Consumer confidence in the UK has risen to its highest level for nine years, according to the latest Nielsen figures.

High Street

  • Consumer confidence at a nine-year high
  • 45% feel it is now a good time to make a purchase
  • Half feeling positive about their personal finances

The research firm’s UK Consumer Confidence Index hit 97 in the first quarter of this year, which is the fifth successive quarter of growth for the measure. The proportion of consumers who believe it is “now a good time to make a purchase” has reached 45%, the highest figure since 2006’s third quarter, indicating potentially positive news for retailers.

The findings echo those of GFK, which last month suggested that consumer confidence had hit a 13-year high.

The scores are derived from Nielsen’s Global Survey of Consumer Confidence and Spending Intentions, which surveys around 30,000 internet consumers in 60 countries.

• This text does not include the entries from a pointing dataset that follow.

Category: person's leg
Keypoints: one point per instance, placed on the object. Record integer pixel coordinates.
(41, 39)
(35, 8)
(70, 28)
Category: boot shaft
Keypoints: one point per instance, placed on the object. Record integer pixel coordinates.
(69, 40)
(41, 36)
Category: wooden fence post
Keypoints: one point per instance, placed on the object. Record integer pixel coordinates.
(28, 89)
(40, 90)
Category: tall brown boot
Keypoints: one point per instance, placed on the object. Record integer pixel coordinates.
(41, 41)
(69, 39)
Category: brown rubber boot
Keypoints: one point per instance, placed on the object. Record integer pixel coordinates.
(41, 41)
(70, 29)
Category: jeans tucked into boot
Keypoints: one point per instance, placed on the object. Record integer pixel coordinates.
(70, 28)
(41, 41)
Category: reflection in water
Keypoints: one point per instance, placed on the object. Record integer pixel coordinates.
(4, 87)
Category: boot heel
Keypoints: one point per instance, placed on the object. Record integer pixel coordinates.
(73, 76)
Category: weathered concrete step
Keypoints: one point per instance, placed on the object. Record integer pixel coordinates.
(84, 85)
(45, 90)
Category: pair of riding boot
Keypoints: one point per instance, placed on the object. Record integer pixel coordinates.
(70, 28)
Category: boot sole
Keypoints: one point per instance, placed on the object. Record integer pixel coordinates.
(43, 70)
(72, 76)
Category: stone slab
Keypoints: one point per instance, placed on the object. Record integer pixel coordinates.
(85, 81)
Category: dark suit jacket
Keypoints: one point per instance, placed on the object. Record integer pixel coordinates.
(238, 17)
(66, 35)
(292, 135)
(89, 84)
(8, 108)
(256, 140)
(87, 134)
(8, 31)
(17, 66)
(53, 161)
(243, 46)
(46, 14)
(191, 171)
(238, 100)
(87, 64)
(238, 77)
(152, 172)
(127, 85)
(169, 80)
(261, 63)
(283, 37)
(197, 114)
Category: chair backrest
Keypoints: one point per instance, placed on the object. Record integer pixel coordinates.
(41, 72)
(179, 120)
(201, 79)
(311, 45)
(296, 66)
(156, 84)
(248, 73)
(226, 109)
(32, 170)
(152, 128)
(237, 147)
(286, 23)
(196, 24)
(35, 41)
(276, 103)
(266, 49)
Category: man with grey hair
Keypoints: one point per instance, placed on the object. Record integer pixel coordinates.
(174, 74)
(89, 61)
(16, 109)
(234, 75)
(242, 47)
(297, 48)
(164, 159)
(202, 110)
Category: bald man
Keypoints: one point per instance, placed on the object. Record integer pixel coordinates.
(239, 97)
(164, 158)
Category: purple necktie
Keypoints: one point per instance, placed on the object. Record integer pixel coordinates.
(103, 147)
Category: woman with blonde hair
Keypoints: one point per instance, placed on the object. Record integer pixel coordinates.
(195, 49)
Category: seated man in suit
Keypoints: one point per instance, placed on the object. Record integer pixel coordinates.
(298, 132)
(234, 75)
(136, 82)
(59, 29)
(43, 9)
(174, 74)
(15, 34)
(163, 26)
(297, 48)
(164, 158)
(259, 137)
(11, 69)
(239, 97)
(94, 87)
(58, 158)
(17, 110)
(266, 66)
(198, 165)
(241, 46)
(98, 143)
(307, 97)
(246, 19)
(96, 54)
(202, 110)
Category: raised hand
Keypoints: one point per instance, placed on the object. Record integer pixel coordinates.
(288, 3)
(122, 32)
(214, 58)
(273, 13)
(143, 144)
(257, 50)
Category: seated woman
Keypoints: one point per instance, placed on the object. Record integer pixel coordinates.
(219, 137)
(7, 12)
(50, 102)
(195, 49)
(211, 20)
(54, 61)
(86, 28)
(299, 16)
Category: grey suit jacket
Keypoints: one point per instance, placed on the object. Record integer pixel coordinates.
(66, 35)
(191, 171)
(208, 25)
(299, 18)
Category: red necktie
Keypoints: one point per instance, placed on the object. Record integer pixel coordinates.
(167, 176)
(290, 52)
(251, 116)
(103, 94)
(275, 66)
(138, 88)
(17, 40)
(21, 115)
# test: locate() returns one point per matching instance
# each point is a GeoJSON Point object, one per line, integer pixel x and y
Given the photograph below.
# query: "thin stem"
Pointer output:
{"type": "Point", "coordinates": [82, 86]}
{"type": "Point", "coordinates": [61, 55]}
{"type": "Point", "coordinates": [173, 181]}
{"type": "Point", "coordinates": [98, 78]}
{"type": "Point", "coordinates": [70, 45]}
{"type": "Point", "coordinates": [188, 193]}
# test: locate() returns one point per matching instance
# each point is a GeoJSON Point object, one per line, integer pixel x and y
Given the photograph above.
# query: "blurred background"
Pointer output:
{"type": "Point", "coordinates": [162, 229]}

Other highlights from the first-quarter findings show the number of UK consumers:

  • Who feel positive about their job prospects increased for the eighth consecutive quarter to 45% – the highest level for 7½ years
  • Who believe the UK is in a recession dropped for the eighth consecutive quarter to 51% – the lowest level since the question first appeared in the survey, seven years ago
  • Who say they have changed spending habits to save money stood at 56% – the second lowest point on record
  • Who feel positive about their personal finances rose five points to 50% – the highest level for 7½ years

Nielsen UK managing director Steve Smith said: “Consumer confidence in the UK continues to rise. The UK is one of the fastest growing major economies, unemployment is falling and people are benefiting from zero inflation and lower prices in supermarkets and petrol stations.”

He added: “Whilst the majority of people are still cost-cutting – perhaps habitually now – wages, for others, are rising faster than household expenses. This is leading to more optimism about their future spending, so we expect to see confidence continue to rise in 2015.”